My face is blank as I reply, “It doesn’t go that high. But I do have a photographic memory, so I remember you quite well.”
He changes the subject discussing a tank top hanging nearby. I can see sweat on his forehead. I tell him it’s not popular, so no one is buying it, because they can’t figure out what to wear it with. Then our conversation ends, as he and his cohort walk out and leave.

I actually can’t handle too many shoplifters in one day, because my heartbeat instantly rises, my gut turns and my adrenaline pumps; I’m like a lion seeing a pack of jackals in my territory. My body automatically tenses up and I hide nearby, ready to pounce. Three groups of shoplifters made my body feel very tired, since I only got to feast on one group. Sometimes my body knows there are shoplifters even before I know.
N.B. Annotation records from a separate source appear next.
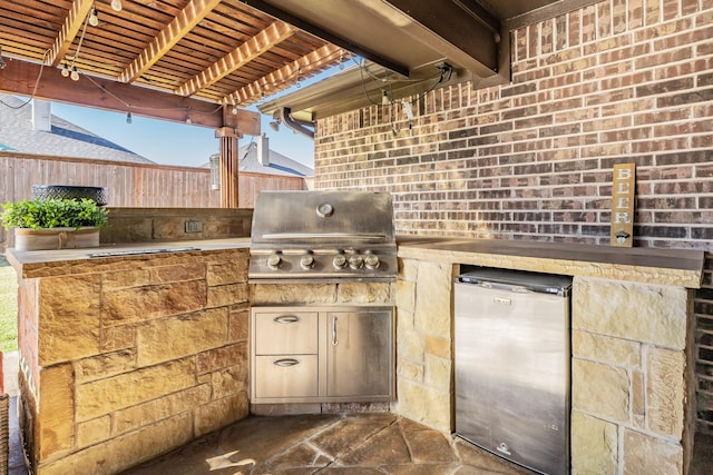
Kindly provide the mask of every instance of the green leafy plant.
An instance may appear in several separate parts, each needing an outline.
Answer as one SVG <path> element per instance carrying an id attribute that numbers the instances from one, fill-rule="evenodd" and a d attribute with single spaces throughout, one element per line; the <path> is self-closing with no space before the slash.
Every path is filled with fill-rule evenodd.
<path id="1" fill-rule="evenodd" d="M 2 205 L 0 219 L 10 228 L 75 228 L 92 226 L 102 228 L 109 211 L 91 199 L 45 199 L 8 201 Z"/>

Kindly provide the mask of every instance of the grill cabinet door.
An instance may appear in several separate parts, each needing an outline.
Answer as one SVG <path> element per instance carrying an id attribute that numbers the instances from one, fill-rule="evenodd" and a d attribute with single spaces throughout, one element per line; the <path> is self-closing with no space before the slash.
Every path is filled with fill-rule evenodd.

I wonder if the Exam shoplifters will come again or if they already came when I wasn’t working. I hope I was able to make them disinterested in coming into my store again to face me. Each time they successfully steal, they get bolder thinking they can do it again. Scaring them away before they come in, like some of my coworkers, is also useless, because it doesn’t directly deter them. What I do confronting them, discussing with them what we both know they are doing, without accusing them of anything, that is what works. If you can’t scare them or make them sweat, then you’re just delaying their inevitability–to walk in and steal when no one is around. They do have time on their hands. I rather they be afraid I’m going to appear out of thin air, and devour them.

Doing ‘The Sasquatch’.

February 27, 2010

This move I call, “The Sasquatch” is repeated so many times, every day, every week, that anyone working in a fitting room would know it. After trying on clothes, the customer sees you, walking by, holding clothes they don’t want. And they turn, ever so slightly, acknowledging your presence inadvertently, knowing they should hand you the clothes–even if your hands are lifted towards them like a homeless street urchin begging for pennies–then they walk by you and toss the clothes anywhere they damn well please (kind of like how they’d pass a homeless street urchin and throw their money somewhere wasteful, the irony!). But they always have to do that turn, that look which says they know what they should do, the know what the right thing to do is, then they just do something else. I’m not a fan of The Sasquatch.

Oh, now it’s gross. I agree.

February 27, 2010

It always amazes me when I’m standing, gazing from afar, like a bird-watcher, and after a customer tries on something, they look around, then toss the clothes into a pile anywhere they want as if they’re washing their hands of unwanted litter. Yet, only minutes before, they were coveting it, covering their bodies with it, hoping it would reflect their own inner-imagining, radiating their beauty for the world to see. Now, it’s just a pile of rubbish they have to get rid of.

Worse are the customers who try on so many different outfits–seriously, as an adult how bad are your fashion skills if nothing you try on works, and you just tried on twenty different items? While trying on the clothes, you pile it up in a corner on the floor. Then, you leave hangers anywhere and everywhere in the room littered across the floor. Really, seriously, I hope you consider this–someone before you might have tried it on and did the exact same thing. *Wipes the dust off from the floor* Some people’s minds are so narrow, it’s nearly unbelievable. Really, do onto others doesn’t apply in this day and age, at all.